Understanding memory requirements for production usage

braden · August 28, 2020, 8:46pm

Hello! I’ve been following YJS development for a few months now and am super impressed with this tech. I run a collaborative platform for writers and RPG gamemasters (legendkeeper.com). I think I have a decent idea of how I’d like to implement YJS for our prosemirror-based editor, backed up by postgres, but I’d like to further my understanding.

My biggest remaining question is about memory requirements on the server side when using y-websocket. In this post, you talk about a large YDoc consuming 40mb of memory. Is the full document always required to be in memory when manipulating YDocs, or is that dependent on the persistence method? Or is it only fully in memory during moments of mutation? Still trying to wrap my head around the mental model of it all. I think YJS fits well into our tech stack, just unsure if it fits within our budget. We have 500 users on at a time and are growing quite a bit, and these users like to open multiple documents simultaneously.

dmonad · September 2, 2020, 2:17pm

Hi @braden,

The main advantage of using Yjs is that you can scale indefinitely using a simple pubsub server to propagate document updates.

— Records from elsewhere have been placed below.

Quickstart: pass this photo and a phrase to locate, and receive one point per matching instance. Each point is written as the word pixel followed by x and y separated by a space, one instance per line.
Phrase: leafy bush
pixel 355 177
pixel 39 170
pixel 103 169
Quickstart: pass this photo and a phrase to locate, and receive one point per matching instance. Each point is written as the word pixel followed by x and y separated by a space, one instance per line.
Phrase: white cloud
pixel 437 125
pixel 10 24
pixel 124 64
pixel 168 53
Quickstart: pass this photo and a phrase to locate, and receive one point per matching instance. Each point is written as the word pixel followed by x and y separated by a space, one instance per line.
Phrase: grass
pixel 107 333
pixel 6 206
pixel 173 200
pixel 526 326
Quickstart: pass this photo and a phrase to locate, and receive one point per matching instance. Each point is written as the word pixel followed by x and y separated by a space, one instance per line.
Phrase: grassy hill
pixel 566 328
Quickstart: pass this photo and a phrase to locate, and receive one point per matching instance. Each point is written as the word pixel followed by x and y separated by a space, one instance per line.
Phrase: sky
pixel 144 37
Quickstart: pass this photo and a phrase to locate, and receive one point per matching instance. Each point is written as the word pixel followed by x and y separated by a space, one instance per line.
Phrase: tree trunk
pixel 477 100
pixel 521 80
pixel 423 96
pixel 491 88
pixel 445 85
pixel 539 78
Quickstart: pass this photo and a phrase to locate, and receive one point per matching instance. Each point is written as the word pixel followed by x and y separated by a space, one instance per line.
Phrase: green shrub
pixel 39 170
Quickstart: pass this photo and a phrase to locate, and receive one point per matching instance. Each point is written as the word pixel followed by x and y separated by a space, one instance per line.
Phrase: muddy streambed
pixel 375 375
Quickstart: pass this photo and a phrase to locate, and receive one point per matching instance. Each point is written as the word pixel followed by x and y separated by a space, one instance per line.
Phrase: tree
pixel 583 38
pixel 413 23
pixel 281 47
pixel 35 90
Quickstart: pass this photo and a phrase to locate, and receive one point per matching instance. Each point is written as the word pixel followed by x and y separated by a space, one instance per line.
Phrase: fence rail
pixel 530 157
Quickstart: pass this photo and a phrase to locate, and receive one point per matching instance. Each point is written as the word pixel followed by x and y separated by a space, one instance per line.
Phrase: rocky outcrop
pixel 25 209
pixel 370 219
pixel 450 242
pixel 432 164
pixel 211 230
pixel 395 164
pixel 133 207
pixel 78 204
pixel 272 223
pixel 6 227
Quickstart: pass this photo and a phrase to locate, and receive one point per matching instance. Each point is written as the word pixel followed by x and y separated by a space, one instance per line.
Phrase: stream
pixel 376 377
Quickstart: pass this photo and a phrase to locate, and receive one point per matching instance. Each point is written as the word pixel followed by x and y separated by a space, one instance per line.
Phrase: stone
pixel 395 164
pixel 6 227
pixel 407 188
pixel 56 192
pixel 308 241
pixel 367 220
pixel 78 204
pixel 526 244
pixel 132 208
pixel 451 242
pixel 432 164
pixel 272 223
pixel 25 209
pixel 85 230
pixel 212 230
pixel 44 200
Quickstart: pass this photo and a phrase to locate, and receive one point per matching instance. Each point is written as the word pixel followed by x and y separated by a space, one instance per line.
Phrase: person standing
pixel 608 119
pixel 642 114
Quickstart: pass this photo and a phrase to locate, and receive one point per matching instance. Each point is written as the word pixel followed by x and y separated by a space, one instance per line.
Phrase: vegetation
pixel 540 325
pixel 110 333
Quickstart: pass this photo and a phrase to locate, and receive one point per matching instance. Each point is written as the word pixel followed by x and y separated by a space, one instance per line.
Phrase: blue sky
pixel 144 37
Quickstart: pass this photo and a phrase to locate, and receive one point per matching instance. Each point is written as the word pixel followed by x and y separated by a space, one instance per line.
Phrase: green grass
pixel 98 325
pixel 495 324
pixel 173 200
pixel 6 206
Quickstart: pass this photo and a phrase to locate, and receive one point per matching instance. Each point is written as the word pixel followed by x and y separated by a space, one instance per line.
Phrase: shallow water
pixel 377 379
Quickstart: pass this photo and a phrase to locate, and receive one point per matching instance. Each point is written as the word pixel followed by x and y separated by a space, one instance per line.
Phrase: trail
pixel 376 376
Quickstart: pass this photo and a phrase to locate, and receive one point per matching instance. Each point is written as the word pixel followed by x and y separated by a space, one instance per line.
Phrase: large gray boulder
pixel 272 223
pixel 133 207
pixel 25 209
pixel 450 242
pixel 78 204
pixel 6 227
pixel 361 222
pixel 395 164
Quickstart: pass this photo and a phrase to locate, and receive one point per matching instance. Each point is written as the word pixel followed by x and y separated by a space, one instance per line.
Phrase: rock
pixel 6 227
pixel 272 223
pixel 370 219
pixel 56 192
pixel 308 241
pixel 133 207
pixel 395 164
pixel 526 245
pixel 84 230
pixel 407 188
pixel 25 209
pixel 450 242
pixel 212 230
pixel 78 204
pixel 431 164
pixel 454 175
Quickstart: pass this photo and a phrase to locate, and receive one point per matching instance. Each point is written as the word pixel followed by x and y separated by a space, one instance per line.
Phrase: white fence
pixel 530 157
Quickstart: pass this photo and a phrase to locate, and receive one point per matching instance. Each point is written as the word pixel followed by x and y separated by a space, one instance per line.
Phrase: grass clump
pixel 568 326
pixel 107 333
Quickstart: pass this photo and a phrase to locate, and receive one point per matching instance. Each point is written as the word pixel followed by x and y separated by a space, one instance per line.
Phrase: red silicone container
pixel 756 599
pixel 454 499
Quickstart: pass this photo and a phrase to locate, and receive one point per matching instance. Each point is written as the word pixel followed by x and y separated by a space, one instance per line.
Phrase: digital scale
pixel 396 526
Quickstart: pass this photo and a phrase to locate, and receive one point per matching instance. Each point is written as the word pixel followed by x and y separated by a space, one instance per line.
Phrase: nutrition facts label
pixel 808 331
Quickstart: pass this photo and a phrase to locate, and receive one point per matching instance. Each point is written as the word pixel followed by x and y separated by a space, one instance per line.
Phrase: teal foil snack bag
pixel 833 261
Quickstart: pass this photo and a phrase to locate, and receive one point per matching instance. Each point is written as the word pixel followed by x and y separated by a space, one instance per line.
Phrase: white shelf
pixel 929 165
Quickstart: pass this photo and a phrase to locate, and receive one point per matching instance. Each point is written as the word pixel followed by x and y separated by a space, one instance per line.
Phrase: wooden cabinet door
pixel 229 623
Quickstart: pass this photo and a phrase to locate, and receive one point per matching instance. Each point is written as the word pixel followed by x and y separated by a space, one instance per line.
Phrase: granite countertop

The memory usage of representing a conference paper (see this post) is about ~2MB (260k edits). Although there currently seems to be some bug in y-websocket which blows up memory.

I plan to rework y-websocket server not to load the document to memory at all. I explained my plans in the post you mentioned. Eventually, I’d like to be able to handle 100k connections on a single websocket server.

braden · September 3, 2020, 8:51pm

Thanks for the reply! That clarifies things for me.

CoCreator-Frank · September 19, 2020, 9:51pm

hey @dmonad how is this rework going? Has this bug been fixed. we seem to also be affected by it?

Thank you

dmonad · September 30, 2020, 1:47pm

Hi @CoCreator-Frank,

As I explained in the ticket you are mentioning I’m hoping for someone to come in and provide a fix. I really can’t stem this project and my day job on my own. There were a couple of people who offered their support, let’s see if they can fix it first.

ellisonbg · October 7, 2020, 2:28am

The memory leak in y-websocket is fixed.

tommoor · October 8, 2020, 4:45pm

Would love to hear more about how this would work – might be able to contribute here.

dmonad · October 12, 2020, 9:50pm

@tommoor I plan to keep the document in the compressed binary format in the persistence plugin (I already developed an interface for it).

Part 1: I want so compute the sync steps directly on the Yjs binary format. This is currently only simulated in y-leveldb by temporarily loading the Yjs document. The API can be considered stable though.

Part 2: write a new y-websocket server to use that new API. I’d love to just have an alternative server implementation that uses the new persistence API. I will probably keep the old server around because some people depend on the document content being loaded to memory to periodically send the document content to a database for indexing.

The server implementation is currently quite a mess. It grew over the years. It is not adaptable and doesn’t provide a nice solution for handling authentication… I’d like to have a minimalistic server that others can adapt. Alternatively I know that a lot of people would rather like a server that handles everything for them (more opinionated). This would be open to discussion.

Would you like to work on part 2?